DID New part

Ecdysis

MyPTSD Pro
So, I got re-traumatised a few years ago and it's done my head in like nothing else in childhood trauma has.

I think maybe during this experience, a new part emerged. Certainly, I don't know this part/ side/ aspect of myself.

There have been both deeply negative and deeply positive experiences regarding this new part.

Ever since being re-traumatised, this part has been totally dominant, has taken up nearly all the room/ time and the "me" I've been used to all my life is relegated to the sidelines and almost gone.

This part has very different interests/ values/ priorities than me... This part basically doesn't care about "my" life at all and wants to pursue totally different plans and goals.

It's a very weird experience.

I feel like this is a part of me that went missing during childhood abuse... So this part turning up feels like a homecoming, like being reunited at long last.

But it's also creating the hugest mess in my life.

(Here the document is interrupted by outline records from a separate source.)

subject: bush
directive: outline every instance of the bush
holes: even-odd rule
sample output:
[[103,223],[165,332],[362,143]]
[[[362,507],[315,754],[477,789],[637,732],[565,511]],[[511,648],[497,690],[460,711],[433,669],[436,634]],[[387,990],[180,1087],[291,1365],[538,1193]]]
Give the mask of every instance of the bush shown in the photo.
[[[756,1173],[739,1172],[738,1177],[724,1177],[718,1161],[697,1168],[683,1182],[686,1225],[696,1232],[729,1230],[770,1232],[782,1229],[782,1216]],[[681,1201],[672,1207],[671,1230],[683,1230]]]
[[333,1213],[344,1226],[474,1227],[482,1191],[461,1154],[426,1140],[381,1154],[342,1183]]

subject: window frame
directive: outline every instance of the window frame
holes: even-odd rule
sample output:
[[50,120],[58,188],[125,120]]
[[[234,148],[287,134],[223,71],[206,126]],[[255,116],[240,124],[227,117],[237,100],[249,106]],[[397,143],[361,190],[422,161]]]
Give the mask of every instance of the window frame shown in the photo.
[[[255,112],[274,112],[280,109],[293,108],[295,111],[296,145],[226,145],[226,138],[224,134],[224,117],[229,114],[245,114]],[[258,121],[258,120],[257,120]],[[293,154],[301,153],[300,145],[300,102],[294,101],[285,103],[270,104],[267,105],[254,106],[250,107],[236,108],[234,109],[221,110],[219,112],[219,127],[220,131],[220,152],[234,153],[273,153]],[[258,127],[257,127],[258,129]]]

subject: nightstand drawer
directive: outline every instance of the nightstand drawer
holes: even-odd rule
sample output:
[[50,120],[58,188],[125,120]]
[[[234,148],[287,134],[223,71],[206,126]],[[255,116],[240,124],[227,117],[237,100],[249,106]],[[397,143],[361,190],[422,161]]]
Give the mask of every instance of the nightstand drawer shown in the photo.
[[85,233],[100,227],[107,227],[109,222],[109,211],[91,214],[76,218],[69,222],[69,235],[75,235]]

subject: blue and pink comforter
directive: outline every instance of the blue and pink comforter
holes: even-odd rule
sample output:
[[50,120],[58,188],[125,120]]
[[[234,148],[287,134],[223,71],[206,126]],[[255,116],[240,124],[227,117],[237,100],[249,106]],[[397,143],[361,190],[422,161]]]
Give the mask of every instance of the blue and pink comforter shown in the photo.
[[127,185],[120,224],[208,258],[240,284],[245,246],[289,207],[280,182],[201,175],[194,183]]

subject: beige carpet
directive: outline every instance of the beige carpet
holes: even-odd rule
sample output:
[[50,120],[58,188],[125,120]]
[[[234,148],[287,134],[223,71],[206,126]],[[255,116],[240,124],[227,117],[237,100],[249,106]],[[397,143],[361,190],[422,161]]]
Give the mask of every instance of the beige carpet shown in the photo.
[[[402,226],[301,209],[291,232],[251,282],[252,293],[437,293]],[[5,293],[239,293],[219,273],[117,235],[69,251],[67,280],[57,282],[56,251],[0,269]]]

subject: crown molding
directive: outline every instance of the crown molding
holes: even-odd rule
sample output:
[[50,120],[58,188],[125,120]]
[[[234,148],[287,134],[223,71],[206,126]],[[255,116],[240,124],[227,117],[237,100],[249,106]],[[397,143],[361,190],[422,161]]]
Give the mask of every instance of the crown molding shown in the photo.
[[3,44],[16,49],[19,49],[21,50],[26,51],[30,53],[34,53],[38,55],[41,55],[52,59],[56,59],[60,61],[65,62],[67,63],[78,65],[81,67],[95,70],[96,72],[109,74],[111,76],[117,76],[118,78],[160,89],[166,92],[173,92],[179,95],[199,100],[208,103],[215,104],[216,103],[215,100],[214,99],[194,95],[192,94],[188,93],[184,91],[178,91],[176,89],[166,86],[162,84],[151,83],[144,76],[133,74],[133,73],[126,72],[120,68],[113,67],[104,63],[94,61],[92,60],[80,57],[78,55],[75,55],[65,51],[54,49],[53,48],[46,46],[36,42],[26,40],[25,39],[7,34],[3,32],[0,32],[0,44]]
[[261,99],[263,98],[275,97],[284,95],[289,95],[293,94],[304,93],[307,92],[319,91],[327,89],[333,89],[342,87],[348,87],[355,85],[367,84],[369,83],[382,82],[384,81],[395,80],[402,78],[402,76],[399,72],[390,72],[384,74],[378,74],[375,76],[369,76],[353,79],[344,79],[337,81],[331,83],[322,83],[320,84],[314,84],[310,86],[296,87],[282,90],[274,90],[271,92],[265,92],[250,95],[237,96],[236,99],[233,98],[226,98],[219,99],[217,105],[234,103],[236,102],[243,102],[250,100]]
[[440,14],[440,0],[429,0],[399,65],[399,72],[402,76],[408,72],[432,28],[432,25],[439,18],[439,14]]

This part doesn't know my old friends and acquaintances and can't relate to them. This part can't relate to the work I do for a living or to where I live.

It's like I've become a stranger in my own life.

I keep finding out random bits of information about this part, but am pretty much overwhelmed and clueless as to what I should do.

For a long time, after being re-traumatised, I fought really hard, to get things back to "how they had been". Which I guess entailed trying to get this new part to go away so that I could be the old me again.

Anyone who's got experience working with parts knows that trying to make them go away is bound to end in failure.

I'm so confused by this situation and it scares me too. I can't grasp how the old me can suddenly be redundant and irrelevant.

And I have no idea how to deal with this weird new me that feels like a stranger and who's taken over my life.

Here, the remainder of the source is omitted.